Read A Good American Online

Authors: Alex George

Tags: #Fiction, #Literary

A Good American (24 page)

TWENTY-SEVEN

It sounded as if the war that was unfolding in Europe was being waged inside our house. Freddy and I had been quiet babies, but Frank and Teddy rampaged through the house with the devastating force of an invading army. Nothing was too trivial to merit full-scale engagement. The sustained intensity of their fighting was such that none of the grown-ups ever had much time for Freddy or me.

The twins really were identical. The only way to distinguish one from the other was a small mole that Teddy had just above his right ankle; Joseph and Jette were always rolling down their little socks to see who was who. As the years passed, each remained a perfect replica of the other.

In December 1941 the Japanese attacked the naval base at Pearl Harbor and President Roosevelt solemnly told the nation that America was at war, once again. By then the twins were two years old, and their talent for mayhem was reaching its first apex. I, at the grand old age of four, was mired in sibling-inspired ennui, dreaming of the day when there would be nobody left but me.

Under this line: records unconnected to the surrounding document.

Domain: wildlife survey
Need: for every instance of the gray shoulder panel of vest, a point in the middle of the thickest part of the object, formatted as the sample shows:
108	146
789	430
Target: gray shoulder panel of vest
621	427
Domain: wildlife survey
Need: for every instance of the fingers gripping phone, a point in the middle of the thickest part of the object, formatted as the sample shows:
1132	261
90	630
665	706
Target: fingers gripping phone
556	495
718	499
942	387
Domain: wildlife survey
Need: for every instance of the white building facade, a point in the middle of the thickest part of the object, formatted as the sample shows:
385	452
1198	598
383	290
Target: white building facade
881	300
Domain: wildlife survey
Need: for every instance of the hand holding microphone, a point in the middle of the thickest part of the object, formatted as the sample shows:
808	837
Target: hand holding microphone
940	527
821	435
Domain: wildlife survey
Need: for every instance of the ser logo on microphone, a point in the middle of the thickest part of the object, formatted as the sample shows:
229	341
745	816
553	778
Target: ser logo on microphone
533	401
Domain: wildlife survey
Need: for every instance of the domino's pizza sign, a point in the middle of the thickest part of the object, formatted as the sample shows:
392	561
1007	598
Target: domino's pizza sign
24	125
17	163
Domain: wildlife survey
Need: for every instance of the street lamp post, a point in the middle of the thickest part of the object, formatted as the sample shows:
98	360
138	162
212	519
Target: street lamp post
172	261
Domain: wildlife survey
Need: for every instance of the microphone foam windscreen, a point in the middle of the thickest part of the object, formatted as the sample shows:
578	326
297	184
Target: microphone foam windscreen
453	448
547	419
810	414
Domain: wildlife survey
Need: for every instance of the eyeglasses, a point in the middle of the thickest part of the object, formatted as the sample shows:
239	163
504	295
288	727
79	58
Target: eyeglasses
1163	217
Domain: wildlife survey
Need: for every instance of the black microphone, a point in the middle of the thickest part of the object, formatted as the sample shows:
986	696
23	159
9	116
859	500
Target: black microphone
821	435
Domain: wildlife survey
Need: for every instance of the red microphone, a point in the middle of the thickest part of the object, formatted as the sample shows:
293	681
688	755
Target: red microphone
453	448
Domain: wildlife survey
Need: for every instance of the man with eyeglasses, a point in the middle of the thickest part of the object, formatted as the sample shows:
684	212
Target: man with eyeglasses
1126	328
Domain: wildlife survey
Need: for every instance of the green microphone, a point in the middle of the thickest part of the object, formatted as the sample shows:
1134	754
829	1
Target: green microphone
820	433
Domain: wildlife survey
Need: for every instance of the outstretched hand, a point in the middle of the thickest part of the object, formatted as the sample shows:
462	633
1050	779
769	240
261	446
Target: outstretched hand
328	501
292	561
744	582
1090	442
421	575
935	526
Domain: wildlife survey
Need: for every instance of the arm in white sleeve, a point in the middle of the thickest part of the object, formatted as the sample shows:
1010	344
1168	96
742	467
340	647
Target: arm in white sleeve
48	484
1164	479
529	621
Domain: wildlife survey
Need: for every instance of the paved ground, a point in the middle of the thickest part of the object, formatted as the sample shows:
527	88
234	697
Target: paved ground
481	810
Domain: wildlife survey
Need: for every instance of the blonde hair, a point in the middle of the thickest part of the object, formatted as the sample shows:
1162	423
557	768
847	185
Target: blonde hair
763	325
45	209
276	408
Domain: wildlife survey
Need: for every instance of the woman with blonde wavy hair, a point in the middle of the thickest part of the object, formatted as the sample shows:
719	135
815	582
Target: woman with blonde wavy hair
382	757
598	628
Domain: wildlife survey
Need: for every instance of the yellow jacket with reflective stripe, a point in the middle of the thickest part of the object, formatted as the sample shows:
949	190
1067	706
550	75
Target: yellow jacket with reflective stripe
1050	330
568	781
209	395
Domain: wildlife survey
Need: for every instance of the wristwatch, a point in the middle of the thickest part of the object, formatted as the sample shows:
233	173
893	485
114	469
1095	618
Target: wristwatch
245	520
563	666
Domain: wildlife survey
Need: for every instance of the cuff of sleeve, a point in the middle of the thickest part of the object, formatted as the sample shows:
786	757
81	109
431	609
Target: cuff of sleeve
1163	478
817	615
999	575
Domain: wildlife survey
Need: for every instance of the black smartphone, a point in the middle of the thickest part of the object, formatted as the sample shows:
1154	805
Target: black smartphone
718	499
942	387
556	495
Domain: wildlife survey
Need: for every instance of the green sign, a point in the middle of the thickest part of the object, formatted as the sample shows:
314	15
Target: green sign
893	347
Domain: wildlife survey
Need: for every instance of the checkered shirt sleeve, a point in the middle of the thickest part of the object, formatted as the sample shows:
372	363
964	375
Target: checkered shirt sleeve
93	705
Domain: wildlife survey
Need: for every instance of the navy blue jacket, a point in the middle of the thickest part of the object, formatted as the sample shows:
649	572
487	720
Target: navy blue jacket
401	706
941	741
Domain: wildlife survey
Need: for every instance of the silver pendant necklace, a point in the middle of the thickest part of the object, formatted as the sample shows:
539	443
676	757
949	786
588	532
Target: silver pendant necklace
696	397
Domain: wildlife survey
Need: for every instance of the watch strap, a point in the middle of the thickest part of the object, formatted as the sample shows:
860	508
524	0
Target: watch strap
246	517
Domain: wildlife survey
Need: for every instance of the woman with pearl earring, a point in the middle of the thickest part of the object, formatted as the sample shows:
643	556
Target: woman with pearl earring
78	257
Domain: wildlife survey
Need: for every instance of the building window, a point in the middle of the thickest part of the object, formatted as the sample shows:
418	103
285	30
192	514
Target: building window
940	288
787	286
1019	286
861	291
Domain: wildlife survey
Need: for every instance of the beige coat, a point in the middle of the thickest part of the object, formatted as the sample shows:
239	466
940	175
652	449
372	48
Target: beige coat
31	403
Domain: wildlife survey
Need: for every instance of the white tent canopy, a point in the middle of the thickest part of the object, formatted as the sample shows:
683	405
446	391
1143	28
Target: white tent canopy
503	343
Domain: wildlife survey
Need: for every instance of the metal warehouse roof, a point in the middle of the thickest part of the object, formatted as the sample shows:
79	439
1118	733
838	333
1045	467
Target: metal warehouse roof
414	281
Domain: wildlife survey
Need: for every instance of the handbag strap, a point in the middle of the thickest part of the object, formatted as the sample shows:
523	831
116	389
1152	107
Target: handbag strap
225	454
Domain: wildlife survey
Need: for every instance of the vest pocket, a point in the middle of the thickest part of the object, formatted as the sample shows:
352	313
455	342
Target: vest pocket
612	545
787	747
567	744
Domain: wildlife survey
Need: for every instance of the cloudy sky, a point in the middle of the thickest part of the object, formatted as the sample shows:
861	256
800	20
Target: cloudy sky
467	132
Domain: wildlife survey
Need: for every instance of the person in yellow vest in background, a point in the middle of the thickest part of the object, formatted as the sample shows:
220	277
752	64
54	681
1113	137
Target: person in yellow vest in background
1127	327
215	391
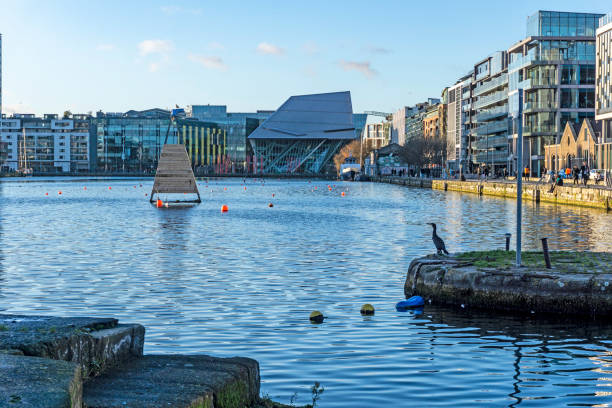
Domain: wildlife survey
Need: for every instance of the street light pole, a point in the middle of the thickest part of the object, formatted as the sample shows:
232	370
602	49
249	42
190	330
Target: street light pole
519	179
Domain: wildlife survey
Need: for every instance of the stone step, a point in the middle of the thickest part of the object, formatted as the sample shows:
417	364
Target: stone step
93	343
35	382
176	381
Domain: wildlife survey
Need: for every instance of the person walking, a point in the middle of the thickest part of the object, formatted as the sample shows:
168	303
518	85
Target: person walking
576	172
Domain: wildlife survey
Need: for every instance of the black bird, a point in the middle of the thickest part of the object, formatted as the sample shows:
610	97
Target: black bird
440	247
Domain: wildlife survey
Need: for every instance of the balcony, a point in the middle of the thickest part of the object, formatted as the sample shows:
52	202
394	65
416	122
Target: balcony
544	106
486	143
494	83
490	99
491	127
492	113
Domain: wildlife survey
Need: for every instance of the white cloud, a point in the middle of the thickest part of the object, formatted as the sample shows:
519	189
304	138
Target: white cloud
210	62
311	48
267	48
379	50
363	67
105	47
16	108
179	10
147	47
215	46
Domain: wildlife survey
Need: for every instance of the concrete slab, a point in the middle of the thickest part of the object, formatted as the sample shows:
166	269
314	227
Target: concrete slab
176	381
35	382
94	343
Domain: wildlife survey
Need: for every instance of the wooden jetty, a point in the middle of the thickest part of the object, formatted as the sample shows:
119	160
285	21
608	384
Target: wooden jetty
174	174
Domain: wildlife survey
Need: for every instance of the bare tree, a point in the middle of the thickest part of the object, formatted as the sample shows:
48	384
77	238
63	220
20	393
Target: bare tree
354	149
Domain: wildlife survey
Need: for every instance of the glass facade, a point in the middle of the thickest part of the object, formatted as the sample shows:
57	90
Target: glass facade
133	143
554	66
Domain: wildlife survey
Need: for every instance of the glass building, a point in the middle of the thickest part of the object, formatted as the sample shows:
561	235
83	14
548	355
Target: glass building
132	141
555	67
489	134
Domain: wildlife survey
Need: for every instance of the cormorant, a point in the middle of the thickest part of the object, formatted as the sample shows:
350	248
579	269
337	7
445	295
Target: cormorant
440	247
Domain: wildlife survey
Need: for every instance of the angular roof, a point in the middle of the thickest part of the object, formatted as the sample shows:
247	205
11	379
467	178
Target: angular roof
317	116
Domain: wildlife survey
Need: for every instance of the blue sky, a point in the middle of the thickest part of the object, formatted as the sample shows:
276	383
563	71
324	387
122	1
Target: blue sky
120	55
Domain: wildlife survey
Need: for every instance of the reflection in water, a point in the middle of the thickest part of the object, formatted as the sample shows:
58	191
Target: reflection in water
244	283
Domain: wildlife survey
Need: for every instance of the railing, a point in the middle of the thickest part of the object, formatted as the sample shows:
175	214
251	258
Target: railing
496	156
492	84
490	99
492	113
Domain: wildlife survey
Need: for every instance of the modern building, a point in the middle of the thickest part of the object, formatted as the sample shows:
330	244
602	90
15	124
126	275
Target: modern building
304	134
459	125
48	144
555	67
431	122
489	134
376	135
407	122
603	76
237	125
132	141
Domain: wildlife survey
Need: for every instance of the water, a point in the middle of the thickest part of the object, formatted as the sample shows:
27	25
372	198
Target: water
244	283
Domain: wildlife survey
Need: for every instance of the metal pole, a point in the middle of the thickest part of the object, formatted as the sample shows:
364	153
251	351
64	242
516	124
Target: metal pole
519	179
546	255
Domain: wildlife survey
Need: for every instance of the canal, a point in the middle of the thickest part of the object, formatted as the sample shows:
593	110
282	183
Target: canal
244	282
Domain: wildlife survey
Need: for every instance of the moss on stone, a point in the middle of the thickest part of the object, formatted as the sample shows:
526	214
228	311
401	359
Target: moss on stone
577	262
233	395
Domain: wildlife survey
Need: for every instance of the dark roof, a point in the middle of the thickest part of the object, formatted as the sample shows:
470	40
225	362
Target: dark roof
317	116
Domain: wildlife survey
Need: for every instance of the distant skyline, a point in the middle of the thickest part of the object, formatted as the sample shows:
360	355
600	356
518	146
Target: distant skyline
115	56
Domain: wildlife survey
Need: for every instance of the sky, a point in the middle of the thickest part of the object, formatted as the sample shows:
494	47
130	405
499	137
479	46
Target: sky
118	55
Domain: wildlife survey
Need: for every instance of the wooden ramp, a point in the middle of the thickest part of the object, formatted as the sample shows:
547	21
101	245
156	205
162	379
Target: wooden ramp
174	174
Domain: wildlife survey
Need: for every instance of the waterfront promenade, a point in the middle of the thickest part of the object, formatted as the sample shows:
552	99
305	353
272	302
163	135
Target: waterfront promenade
594	196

It was difficult for me, this sudden demotion in the family ranks. Freddy had the consolation of being the eldest; nothing could ever rob him of that. Also he didn’t seem to
mind
being ignored. During that first year, before I came along, his every twitch and fart had been cataloged and marveled at, and that was probably enough attention to last anyone a lifetime. I, though, was unable to relinquish the limelight so easily. Sandwiched between serenely untouchable Freddy and the twins’ dazzling commotion, I became sullen, resentful, and overly sensitive to every perceived injustice.

I wasn’t the only casualty of all that domestic chaos. My poor grandfather was suffering mightily, too. Martin Leftkemeyer was still mourning the loss of his darling daughter, and his nerves were being flayed daily by the brutal cacophony that had descended on his house. In the summer of 1942 he moved to a small apartment above the bank where he could grieve in peace.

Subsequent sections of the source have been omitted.